For the record, I have always known how to use a napkin; I just always love the look you give me when I take yours. I am pretty sure you were serious when you said you weren’t going to miss it, but I promise you I will.

Monday, August 19, 2024

9 Days

9 Days till departure 

 I haven’t written for a while. There are a lot of reasons. The main one being that I have been so busy watching you and observing every single moment in your life to lock them into my memory. I have been watching you while you worked and I see what an amazing teacher you are—you are just a natural with kids and I have a lot of peace knowing that if you decide to be a parent you will do great. I have been watching you as a friend and seeing all the lengths you will go to show those you love how you care about them, and I know that will always be who you are. I have been watching you as a romantic partner, and it is honestly the sweetest thing in the world, and I am so lucky that I got a front row seat to this special time in your life, you are not super demonstrative, you haven’t lost your head over this, but your smile, your joy, and your chill in knowing that you have someone else who has your back is a delight to watch, and as a parent, knowing that you chose a partner who is as good and honest and kind as you are makes my heart full. 

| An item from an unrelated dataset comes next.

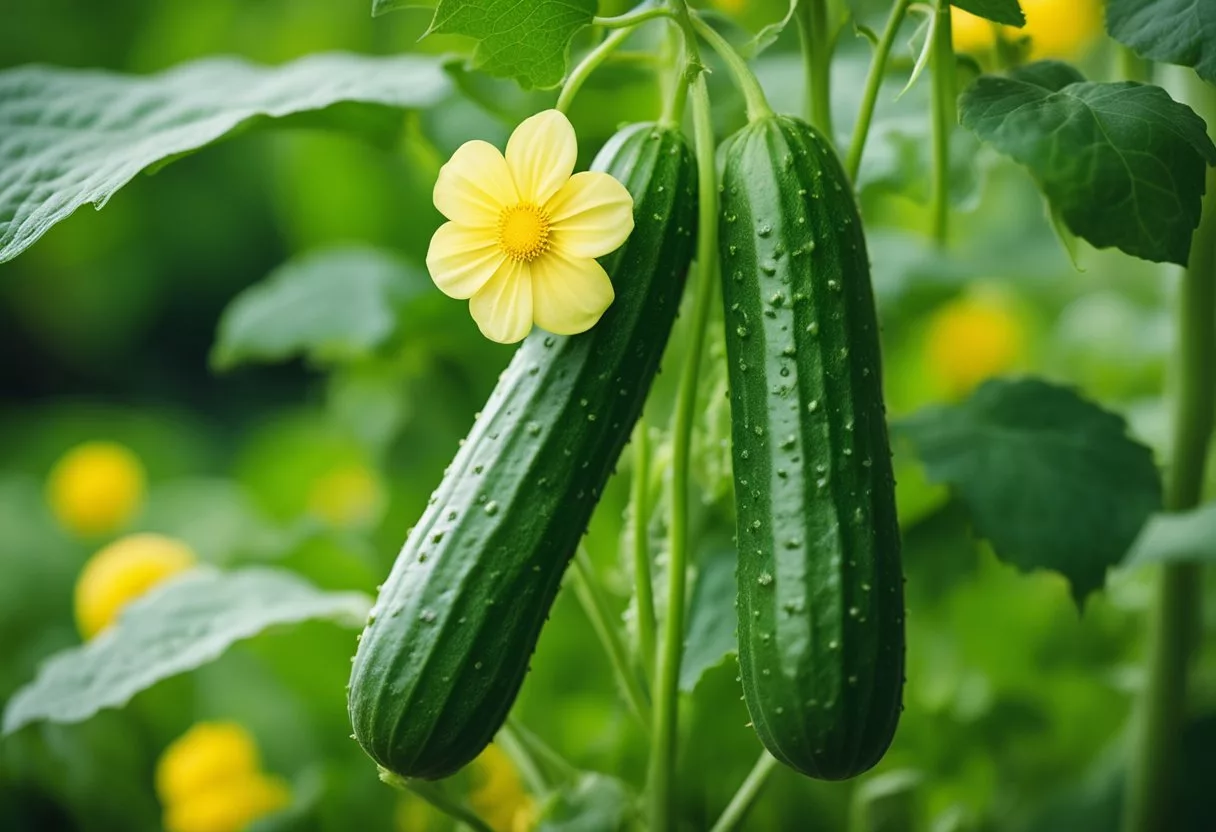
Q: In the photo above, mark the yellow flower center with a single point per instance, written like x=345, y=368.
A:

I also haven’t written because I have been going through my own journey and I haven’t wanted to confuse all the feelings. As you know, I lost my job and with it, it would seem a large part of my identity. I have been trying to find myself outside of being a worker and it has been hard. For the past 18 years the label I have been most proud of is being your mother. I will always be your mother, but as we both know, my time as being the center of your universe is over. 18 years, is not enough time, and the fact that your departure coincides with this other life altering event makes the feelings messy. I try to comfort myself that the reason these events are coinciding is so I can show you how no matter what life throws at us, we will always be strong and we will always have each other. Don’t get me wrong, I have no doubt in your ability to deal with adversity, you have an incredible mind and heart and a vast network of people who love you, but I suppose I want you to know that you also come from a long line of survivors. 

Finally, I think I haven’t written because I thought if I stopped, then maybe time would stop too. Of course, that didn’t happen and now, here we are. We have started to say goodbye to some of your friends who have left already and, I don’t know what else to say, it sucks.